16.
3月初旬。僕は新しい仕事を手に入れた。
それは、宝石店での販売業務だった。僕は元々販売をやりたいと思っていたから、その仕事が決まった時はとても嬉しかった。
春の足音が聞こえる3月。僕は感慨深い思いで1号機に乗っていた。
今日、部長に退社の意志を伝えよう。僕はそう決心し、残り少ないエレベーターボーイとしての人生を全うしようとしていた。
この仕事をした事は、決して無駄ではなかった。
宝石店へ面接に行った時、僕が中山デパートのエレベーターボーイだと知ると面接を担当していた女性がにわかに微笑んだ。
「中山デパートのエレベーターボーイは皆礼儀正しいという評判よ」
僕に内定を出してくれたのは、あの言葉が少なからず影響しているに違いない。僕はそう思っていた。
それにしても卒業・入学シーズンでデパートは混み合う時期なのに中山デパートには相変わらず閑古鳥しかやってこない。
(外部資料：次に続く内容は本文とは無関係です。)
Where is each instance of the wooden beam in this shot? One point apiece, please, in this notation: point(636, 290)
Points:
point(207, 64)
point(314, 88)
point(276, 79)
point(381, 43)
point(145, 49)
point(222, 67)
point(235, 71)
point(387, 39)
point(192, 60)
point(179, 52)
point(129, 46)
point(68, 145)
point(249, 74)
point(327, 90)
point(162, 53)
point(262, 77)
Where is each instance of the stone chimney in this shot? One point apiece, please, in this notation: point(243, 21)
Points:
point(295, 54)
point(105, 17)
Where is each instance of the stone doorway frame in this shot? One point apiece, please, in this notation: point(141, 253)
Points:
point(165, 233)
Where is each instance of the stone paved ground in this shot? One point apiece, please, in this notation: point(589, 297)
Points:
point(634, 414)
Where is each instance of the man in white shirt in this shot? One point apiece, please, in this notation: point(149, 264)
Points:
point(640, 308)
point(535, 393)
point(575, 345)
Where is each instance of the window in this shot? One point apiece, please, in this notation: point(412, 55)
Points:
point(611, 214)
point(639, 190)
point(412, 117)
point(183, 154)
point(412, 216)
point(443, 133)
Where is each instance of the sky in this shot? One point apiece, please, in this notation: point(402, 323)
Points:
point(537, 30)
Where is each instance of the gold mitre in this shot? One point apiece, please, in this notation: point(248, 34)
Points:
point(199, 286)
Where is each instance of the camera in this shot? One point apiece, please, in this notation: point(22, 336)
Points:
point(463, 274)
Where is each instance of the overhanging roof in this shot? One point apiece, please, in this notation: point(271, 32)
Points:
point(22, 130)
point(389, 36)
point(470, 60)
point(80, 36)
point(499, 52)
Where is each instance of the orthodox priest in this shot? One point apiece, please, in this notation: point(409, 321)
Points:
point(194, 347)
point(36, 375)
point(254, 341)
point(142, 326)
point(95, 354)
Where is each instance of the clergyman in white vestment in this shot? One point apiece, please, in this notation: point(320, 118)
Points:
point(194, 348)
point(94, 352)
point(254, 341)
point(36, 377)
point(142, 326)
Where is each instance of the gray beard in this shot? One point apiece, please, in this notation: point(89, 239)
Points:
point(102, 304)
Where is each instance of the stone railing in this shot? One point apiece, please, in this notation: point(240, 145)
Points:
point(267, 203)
でも、ここの閑古鳥とももうすぐオサラバだ。そう思うと、閑古鳥だって立派なお客さんだという気がしてきた。
「上へまいりまーす」
今日も僕は、誰もいないドアの向こうに張り切って声をかける。
そして誰も乗らないままドアを閉め、たった1人で最上階を目指す。
もう涙は枯れた。そう思っていたのに今日は時々目の前のボタンが涙で歪む。
僕はやっぱり父さんと似ている。好きな人の事を引きずって、くよくよしてばかりいる。
彼女はこの世の人じゃない。
何度も自分にそう言い聞かせ、諦めなくちゃいけないと考えながら、本当は今でも彼女が会いに来てくれるのを待っている。
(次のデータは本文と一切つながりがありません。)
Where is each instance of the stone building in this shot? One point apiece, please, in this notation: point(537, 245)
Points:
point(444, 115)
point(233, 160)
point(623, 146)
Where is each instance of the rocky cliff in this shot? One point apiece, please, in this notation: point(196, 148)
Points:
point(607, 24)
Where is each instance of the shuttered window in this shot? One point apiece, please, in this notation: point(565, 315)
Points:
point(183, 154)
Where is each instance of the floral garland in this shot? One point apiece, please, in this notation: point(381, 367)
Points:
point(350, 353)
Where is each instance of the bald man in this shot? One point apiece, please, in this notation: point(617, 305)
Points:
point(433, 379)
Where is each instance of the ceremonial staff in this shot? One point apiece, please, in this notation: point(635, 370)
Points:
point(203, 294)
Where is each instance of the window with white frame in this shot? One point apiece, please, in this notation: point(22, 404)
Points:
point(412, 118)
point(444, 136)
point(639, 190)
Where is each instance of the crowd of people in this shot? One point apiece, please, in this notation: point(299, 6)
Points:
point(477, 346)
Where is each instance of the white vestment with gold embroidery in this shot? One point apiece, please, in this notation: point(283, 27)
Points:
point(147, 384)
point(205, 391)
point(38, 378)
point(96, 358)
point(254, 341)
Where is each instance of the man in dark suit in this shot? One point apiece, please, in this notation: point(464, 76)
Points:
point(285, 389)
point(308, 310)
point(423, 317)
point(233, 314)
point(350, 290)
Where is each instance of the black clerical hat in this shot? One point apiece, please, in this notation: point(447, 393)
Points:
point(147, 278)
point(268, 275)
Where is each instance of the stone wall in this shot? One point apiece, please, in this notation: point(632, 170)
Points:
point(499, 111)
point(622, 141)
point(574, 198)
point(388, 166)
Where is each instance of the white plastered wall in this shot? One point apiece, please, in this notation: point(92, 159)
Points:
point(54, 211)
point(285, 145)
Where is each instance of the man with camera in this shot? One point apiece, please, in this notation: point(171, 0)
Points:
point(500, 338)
一度だけこの腕に抱いた彼女の温もりは幻なんかじゃない。あれはたしかに本物だった。
柔らかい唇も、輝くような笑顔も、あの時たしかに存在していた。
会いたい。もう一度彼女に会いたい。彼女に会って、もう一度抱きしめたい。
「上へまいりまーす」
また地下2階へ1号機が降り立った。
だがドアの前には誰もいない。ただお菓子の甘い香りが鼻をつく。
エレベーターホールのベンチの上には、誰かが忘れていった白い手袋が片方だけ置いてあった。
僕が今日この光景を見るのは、いったい何度目だろう。
あと少しで、勤務時間が終了する。そうしたら制服のままで部長の元へ行き、退社の意思を伝えるんだ。
ずっとここにいたら、どうにかなってしまいそうだから。
1号機のドアを閉め、再びエレベーターは上昇する。
どうせ最上階へ行っても待っているお客さんは誰もいない。それでも僕は、淡々と与えられた業務をこなす。
「下へまいりまーす」
最上階。一応声をかけて、僕はドアを閉める。
ふと腕時計を見ると、もうすぐ午後7時になろうとしている事が分かった。
外はもう暗いだろうか。僕は暗い道をまた1人で家路に着くんだろうか。
「呼んだ?」
エレベーターが7階へ差し掛かった頃、僕は背中でその声を聞いた。
急に体中が熱くなる。僕が彼女の声を聞き間違えるはずなんかない。
「しばらく誰も乗ってこないよ」
間違いない。小雪さんはもう一度僕に会いにきてくれたんだ。